Claro que no olvido esa sensación. Él llevaba varios meses deprimido y el trabajo de verano no estaba contribuyendo a mejorar su ánimo. Todo lo que yo intentaba hacer apenas servía porque cuando a uno le invade la apatía se aferra fuertemente a las paredes del cuerpo. Fue frustrante, pero confiaba en que pasar tiempo juntos en parte lo aliviara.
Un día volvió del trabajo y me contó que estaba contento. En mí se encendió una llamita de esperanza y sonreí con él porque llevaba días queriéndolo notar así. Entonces me dijo que había conocido a una chica preciosa, muy simpática y con un nombre exótico y evocador. Se llamaba Arabia, me dijo, y estaba contento por haber tenido ese breve encuentro. Fue en ese momento cuando la llamita creada hacía unos minutos se desbordó y quemó mi sonrisa por completo. No era la primera vez que tenía esa sensación, pero como ocurre con todo en las primeras relaciones ya estaba aprendiendo a reconocerla. En unos segundos mi autoestima se esfumaba, el sentimiento de inutilidad era demasiado inmenso para soportarlo a corto plazo. De repente me convertía en la persona más pequeña del universo y eso él lo sabía pero no importaba porque en ese momento él era feliz porque otra lo había hecho, de alguna manera, feliz.

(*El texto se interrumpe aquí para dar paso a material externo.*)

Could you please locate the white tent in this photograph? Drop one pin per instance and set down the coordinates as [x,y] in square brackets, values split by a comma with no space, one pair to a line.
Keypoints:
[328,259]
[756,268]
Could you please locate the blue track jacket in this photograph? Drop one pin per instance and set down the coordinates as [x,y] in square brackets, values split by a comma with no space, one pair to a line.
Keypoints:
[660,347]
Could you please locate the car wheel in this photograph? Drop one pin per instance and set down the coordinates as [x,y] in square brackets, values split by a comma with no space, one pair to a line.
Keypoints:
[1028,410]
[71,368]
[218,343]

Imagino que experimentamos cierta excitación al salir de la rutina. En cierta parte lo ignoro, pero lo que sí sé es que este pretexto hiere a las personas que tenemos siempre cerca, porque precisamente por estar siempre no nos damos cuenta de que a veces las despreciamos. Obviamente ocurrió más veces. Comentarios en redes sociales, comentarios de soslayo, lenguaje corporal... En fin, el caso es que no olvido esa sensación.

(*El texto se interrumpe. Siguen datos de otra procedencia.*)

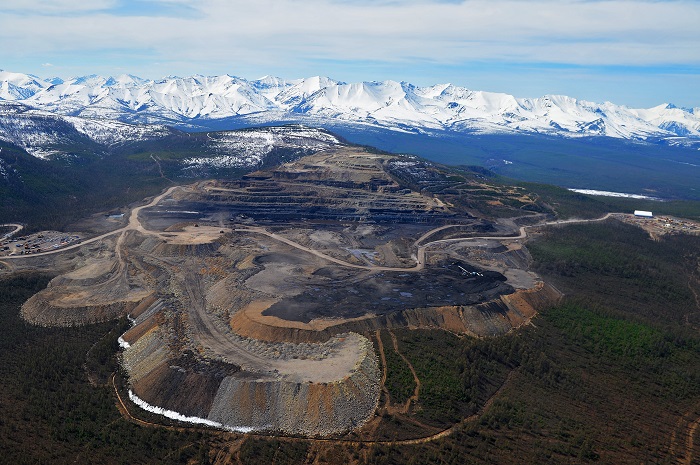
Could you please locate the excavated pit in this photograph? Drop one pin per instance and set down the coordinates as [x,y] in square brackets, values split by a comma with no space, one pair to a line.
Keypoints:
[252,300]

Es precisamente esa sensación uno de los signos que me indican que aún no estoy curada. Porque cuando quiere volver a asomarse mi espíritu eleva la palma de una mano en señal de Stop. Vuelve a mí ese cansancio reiterado que me indica que aún no estoy preparada para experimentar esa sensación, ni tampoco otras que van unidas al mismo contexto. Se me debilita el alma en un instante en huelga. Porque no quiere seguir. Todavía no quiere seguir. Y entonces esos comentarios que minaban mi persona son apenas rugidos del viento que hieren de igual manera pero que no se instalan en mí. Simplemente pasan y me rozan, porque no dejo que penetren a costa de no dejar que penetren otras emociones.
Entonces sé que debajo de tantas y tantas suturas algunas heridas permanecen frescas y el agotamiento es tal que ni siquiera quiero preocuparme por la causa o su justicia. Simplemente dejo a mi espíritu, exhausto, sentado y sumido en la más burda inactividad. Dejando que las cosas lo rocen, lo inquieten, lo lleguen a arañar. Pero nunca sin que atraviesen su piel. Agrietada y anciana, pero firme. Dolorosamente firme.